Rick Moonen, chef of RM Seafood in Las Vegas, gave us his mother’s osso buco recipe for these falling-off-the-bone veal shanks. Serve them with mashed potatoes to soak up the rich gravy from the pan.
- 6 (1 1/2″-thick) crosscut veal shanks, tied with kitchen twine
- 1 cup flour
- 2 tbsp. canola oil
- 3 tbsp. unsalted butter
- 2 large onions, minced
- 2 medium carrots, minced
- 2 ribs celery, minced
- 2 tbsp. tomato paste
- 1 bunch flat-leaf parsley
- 5 sprigs fresh thyme
- 2 bay leaves
- 1 cup veal stock (optional)
- 8 cloves garlic, minced
- Zest of 3 lemons
- 1 (750-ml) bottle dry white wine
- Kosher salt and freshly ground black pepper, to taste
- Heat oven to 325º. Season veal shanks with salt and pepper. Put flour on a plate and dredge veal in flour, shaking off excess; transfer to a plate. Heat oil in a 6-qt. Dutch oven over medium-high heat. Working in 2 batches, add veal shanks and cook, flipping once, until browned, about 10 minutes. Transfer veal shanks to a plate; cover. Add butter to pot; stir in onions, carrots, and celery and cook, stirring and scraping any browned bits from bottom of pot with a wooden spoon, until soft, about 10 minutes. Stir in tomato paste and cook for 2 minutes. Tie 3 parsley sprigs and thyme with kitchen twine and add to pot along with bay leaves, veal shanks, wine, and veal stock or 1 cup water. Bring to a simmer, season lightly with salt and pepper, and cover.

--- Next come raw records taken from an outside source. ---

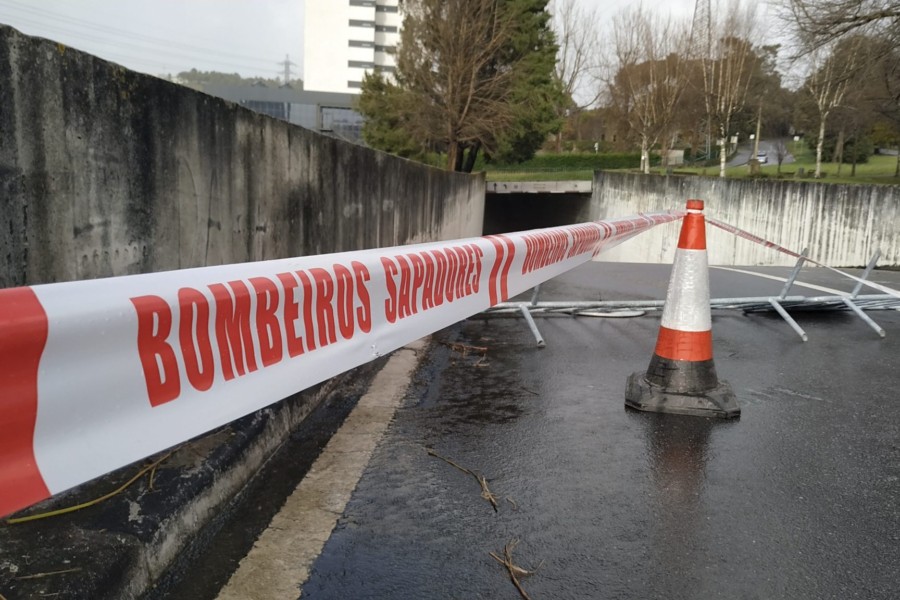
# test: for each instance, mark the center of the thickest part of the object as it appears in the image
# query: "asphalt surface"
(799, 498)
(745, 152)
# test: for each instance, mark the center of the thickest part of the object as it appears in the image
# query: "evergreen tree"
(472, 76)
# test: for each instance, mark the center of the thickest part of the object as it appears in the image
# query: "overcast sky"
(250, 37)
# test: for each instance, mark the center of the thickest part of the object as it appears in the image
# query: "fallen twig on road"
(486, 492)
(514, 570)
(62, 511)
(47, 574)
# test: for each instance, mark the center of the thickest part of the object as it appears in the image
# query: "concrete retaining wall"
(842, 225)
(104, 172)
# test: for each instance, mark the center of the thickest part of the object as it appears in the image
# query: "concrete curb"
(120, 547)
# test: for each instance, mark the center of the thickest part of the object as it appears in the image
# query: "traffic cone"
(682, 377)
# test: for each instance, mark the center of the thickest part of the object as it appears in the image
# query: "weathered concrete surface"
(843, 225)
(108, 172)
(279, 562)
(104, 171)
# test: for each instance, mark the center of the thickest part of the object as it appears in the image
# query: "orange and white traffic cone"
(682, 377)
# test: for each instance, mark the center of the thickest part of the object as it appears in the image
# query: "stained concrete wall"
(842, 225)
(104, 171)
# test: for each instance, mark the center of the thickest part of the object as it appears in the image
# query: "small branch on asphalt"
(47, 574)
(486, 492)
(514, 570)
(464, 351)
(62, 511)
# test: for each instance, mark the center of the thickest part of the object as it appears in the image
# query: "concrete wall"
(104, 171)
(842, 225)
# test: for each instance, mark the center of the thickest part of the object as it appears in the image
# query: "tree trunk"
(839, 150)
(452, 151)
(897, 168)
(819, 146)
(723, 155)
(645, 158)
(471, 157)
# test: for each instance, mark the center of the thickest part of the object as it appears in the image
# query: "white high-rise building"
(345, 38)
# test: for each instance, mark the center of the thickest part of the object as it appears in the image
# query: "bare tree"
(578, 58)
(650, 74)
(819, 23)
(727, 64)
(830, 77)
(781, 152)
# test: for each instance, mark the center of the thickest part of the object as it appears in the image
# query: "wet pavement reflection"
(797, 499)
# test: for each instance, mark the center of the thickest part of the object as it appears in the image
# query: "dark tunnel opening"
(504, 213)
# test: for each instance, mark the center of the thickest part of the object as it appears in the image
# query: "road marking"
(278, 564)
(811, 286)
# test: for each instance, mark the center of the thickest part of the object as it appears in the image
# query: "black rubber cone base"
(717, 402)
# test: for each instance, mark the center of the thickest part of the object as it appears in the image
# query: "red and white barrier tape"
(98, 374)
(753, 238)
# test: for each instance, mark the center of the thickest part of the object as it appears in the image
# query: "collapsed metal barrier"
(781, 303)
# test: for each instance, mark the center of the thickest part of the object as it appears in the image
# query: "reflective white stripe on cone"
(682, 377)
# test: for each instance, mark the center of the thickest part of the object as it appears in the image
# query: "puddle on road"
(779, 395)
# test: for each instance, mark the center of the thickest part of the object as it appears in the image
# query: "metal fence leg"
(789, 319)
(864, 317)
(865, 274)
(533, 326)
(534, 296)
(793, 276)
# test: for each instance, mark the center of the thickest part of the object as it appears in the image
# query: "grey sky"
(249, 37)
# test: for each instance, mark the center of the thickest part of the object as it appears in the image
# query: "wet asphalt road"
(799, 498)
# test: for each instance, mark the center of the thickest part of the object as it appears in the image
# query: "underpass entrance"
(520, 206)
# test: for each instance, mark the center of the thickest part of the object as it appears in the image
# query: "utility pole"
(756, 142)
(287, 68)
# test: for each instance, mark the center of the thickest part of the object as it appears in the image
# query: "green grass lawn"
(879, 169)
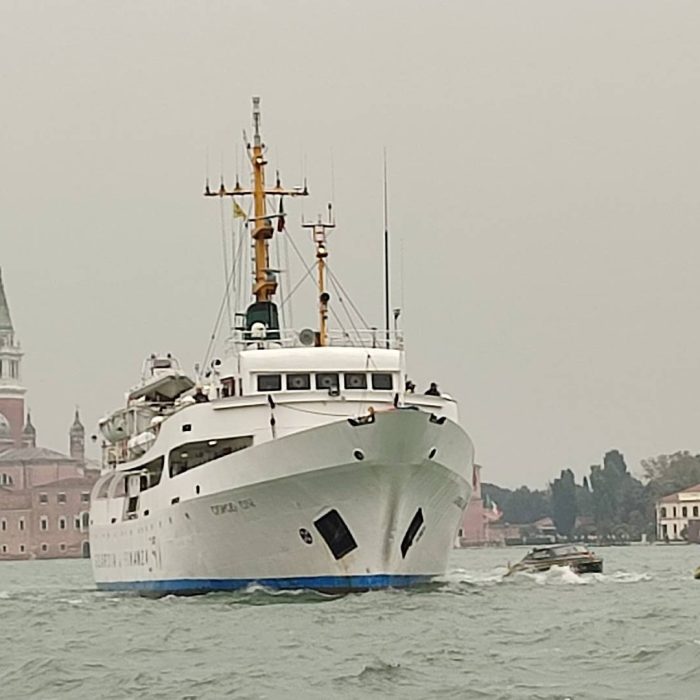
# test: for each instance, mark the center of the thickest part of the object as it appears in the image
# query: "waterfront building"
(480, 522)
(44, 494)
(678, 515)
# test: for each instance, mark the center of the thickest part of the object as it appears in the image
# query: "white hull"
(250, 516)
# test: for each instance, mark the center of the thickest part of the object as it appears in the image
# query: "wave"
(556, 575)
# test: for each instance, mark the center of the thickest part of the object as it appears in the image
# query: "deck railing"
(290, 338)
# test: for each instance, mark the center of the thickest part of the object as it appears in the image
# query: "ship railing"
(290, 338)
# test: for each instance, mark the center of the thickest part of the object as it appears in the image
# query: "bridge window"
(269, 382)
(355, 380)
(327, 380)
(152, 473)
(299, 382)
(383, 381)
(194, 454)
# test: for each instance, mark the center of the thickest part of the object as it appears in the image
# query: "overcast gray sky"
(544, 165)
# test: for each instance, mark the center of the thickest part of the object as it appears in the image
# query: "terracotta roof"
(673, 497)
(33, 454)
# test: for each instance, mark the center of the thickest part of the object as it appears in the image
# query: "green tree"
(564, 503)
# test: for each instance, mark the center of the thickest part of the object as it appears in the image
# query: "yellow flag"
(238, 213)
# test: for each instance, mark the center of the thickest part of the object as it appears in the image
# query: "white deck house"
(676, 512)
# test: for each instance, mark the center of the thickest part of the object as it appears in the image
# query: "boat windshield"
(565, 550)
(568, 550)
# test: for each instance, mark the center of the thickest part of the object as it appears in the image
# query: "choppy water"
(632, 632)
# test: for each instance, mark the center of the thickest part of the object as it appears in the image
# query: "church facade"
(44, 494)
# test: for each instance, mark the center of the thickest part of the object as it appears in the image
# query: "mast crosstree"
(261, 226)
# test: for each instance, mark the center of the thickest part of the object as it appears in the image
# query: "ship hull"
(335, 508)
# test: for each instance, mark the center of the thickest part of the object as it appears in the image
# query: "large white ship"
(301, 460)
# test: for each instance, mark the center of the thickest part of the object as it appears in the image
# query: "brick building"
(44, 494)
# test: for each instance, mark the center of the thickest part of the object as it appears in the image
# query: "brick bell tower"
(11, 390)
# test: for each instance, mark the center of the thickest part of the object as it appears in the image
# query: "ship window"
(102, 486)
(298, 382)
(327, 380)
(150, 473)
(382, 381)
(336, 534)
(411, 532)
(194, 454)
(228, 387)
(269, 382)
(355, 380)
(120, 486)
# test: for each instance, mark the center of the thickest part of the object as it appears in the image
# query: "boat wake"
(555, 576)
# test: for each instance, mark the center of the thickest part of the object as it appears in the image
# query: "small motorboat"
(577, 557)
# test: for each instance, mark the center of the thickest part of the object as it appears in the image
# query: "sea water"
(631, 632)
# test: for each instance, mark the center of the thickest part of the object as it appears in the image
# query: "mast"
(262, 230)
(319, 233)
(386, 257)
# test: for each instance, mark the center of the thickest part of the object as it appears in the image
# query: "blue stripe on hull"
(336, 584)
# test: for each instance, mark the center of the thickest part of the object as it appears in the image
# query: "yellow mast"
(319, 234)
(262, 231)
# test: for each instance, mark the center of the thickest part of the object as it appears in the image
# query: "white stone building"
(678, 514)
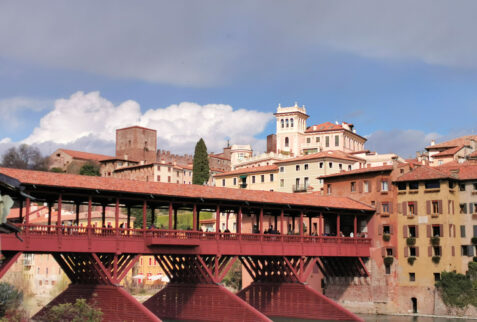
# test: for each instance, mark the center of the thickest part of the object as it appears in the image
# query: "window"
(401, 186)
(432, 184)
(353, 186)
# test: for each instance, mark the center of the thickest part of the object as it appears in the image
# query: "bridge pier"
(95, 278)
(279, 290)
(194, 292)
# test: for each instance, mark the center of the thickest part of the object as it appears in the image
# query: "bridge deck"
(43, 238)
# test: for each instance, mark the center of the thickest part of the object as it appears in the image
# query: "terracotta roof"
(359, 171)
(71, 181)
(448, 152)
(463, 140)
(423, 173)
(334, 154)
(86, 155)
(266, 168)
(327, 126)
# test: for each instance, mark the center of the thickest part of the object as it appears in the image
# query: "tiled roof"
(423, 173)
(71, 181)
(334, 154)
(327, 126)
(448, 152)
(266, 168)
(86, 155)
(463, 140)
(359, 171)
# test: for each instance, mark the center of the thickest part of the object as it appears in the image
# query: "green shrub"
(388, 260)
(411, 241)
(435, 241)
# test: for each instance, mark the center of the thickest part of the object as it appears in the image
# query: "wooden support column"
(261, 221)
(301, 223)
(144, 214)
(355, 224)
(60, 201)
(282, 220)
(116, 216)
(217, 219)
(239, 221)
(171, 210)
(338, 228)
(194, 218)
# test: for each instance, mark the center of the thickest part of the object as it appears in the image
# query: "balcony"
(300, 187)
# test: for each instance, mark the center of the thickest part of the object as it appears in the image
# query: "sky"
(403, 72)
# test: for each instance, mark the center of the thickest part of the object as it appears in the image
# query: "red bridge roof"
(28, 177)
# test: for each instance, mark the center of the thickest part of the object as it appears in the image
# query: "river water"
(384, 318)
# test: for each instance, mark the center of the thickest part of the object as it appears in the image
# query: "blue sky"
(404, 73)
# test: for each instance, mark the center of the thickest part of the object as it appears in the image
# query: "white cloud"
(210, 42)
(88, 121)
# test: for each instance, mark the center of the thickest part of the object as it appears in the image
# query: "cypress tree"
(201, 164)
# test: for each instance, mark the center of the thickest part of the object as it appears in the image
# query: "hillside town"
(425, 218)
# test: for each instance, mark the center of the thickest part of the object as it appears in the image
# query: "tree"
(201, 171)
(80, 311)
(24, 157)
(90, 169)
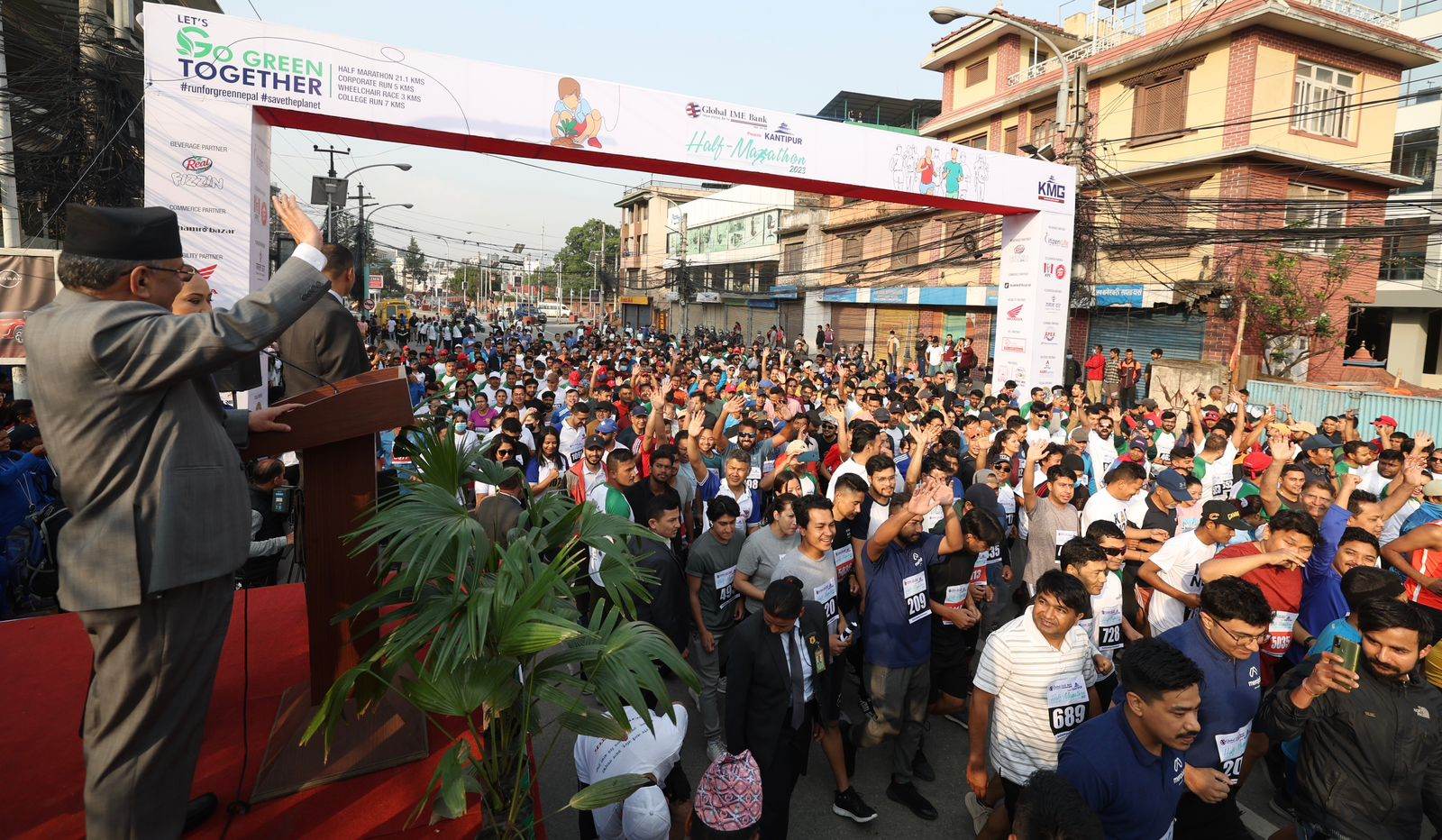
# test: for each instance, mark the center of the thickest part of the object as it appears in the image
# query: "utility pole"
(331, 206)
(684, 286)
(362, 288)
(9, 205)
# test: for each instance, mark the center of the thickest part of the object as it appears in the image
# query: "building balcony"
(1109, 32)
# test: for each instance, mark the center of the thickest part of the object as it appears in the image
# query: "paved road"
(946, 746)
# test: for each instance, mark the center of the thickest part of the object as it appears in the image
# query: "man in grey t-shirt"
(714, 607)
(763, 549)
(1054, 520)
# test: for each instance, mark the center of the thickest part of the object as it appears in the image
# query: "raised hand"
(296, 221)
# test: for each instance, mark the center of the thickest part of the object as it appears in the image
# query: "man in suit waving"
(324, 341)
(149, 465)
(778, 673)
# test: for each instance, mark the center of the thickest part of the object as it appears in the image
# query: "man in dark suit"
(778, 669)
(326, 340)
(139, 436)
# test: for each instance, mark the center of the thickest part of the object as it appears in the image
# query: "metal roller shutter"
(1179, 333)
(905, 322)
(850, 324)
(740, 315)
(792, 319)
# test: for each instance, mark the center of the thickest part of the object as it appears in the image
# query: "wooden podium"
(333, 431)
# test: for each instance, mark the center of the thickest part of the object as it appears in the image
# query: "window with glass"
(903, 249)
(1405, 250)
(1323, 100)
(1316, 208)
(1415, 155)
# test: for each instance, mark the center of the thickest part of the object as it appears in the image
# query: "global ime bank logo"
(249, 68)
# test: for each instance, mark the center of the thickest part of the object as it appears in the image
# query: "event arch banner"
(218, 84)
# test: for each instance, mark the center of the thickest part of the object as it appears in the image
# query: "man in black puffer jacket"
(1372, 741)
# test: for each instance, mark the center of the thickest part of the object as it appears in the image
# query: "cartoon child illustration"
(952, 173)
(927, 168)
(574, 122)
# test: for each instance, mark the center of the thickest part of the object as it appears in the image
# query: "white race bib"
(826, 595)
(1230, 746)
(1280, 634)
(1109, 630)
(1066, 705)
(726, 588)
(956, 597)
(1063, 537)
(913, 590)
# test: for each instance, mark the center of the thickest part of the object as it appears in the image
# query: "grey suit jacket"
(324, 341)
(144, 449)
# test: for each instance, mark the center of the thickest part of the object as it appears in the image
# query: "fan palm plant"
(489, 634)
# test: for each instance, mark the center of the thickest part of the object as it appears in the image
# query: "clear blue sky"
(790, 57)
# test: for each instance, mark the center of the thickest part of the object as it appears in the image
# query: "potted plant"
(489, 634)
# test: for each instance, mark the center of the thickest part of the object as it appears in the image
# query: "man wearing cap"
(136, 427)
(1317, 460)
(1174, 571)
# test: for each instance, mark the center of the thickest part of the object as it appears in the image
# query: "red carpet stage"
(43, 676)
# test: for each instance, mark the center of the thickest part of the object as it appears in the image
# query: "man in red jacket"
(1095, 372)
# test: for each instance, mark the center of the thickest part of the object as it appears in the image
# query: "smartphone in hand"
(1350, 653)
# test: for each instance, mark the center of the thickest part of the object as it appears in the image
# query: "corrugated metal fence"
(1311, 403)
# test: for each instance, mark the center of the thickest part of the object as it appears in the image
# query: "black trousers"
(779, 777)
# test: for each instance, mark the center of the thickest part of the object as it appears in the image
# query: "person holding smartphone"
(1372, 736)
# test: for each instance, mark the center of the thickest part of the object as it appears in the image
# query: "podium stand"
(333, 431)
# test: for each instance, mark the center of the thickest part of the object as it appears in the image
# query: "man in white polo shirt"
(1173, 571)
(1035, 684)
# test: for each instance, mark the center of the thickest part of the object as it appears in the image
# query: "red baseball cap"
(1256, 462)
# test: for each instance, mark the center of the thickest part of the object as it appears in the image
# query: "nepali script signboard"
(218, 84)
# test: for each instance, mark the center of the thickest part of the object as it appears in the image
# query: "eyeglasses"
(1240, 638)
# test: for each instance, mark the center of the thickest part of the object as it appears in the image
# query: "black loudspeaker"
(242, 376)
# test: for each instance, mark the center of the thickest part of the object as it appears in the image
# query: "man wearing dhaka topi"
(574, 122)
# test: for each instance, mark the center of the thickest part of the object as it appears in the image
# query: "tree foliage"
(576, 257)
(1292, 315)
(490, 634)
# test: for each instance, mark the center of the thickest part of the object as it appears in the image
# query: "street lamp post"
(946, 14)
(360, 242)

- Transfer pot to oven and cook until veal is nearly falling off the bone, about 1 1⁄2 hours. Transfer veal shanks to a plate and cover with aluminum foil. Discard herb bundle and bay leaves. Heat pot over medium heat and reduce liquid by half. Transfer veal shanks back to pot, spoon over liquid, and cover to keep warm. Meanwhile, finely chop the remaining parsley leaves and toss in a bowl with the garlic and lemon zest. Sprinkle some of parsley mixture over veal shanks and serve family style from the pot along with the remaining parsley mixture, and a bowl of mashed potatoes, if you like.
Pairing Note: With apple notes and a bit of oak, Xavier Monnot Meursault 2007 ($70) complements this rich braise.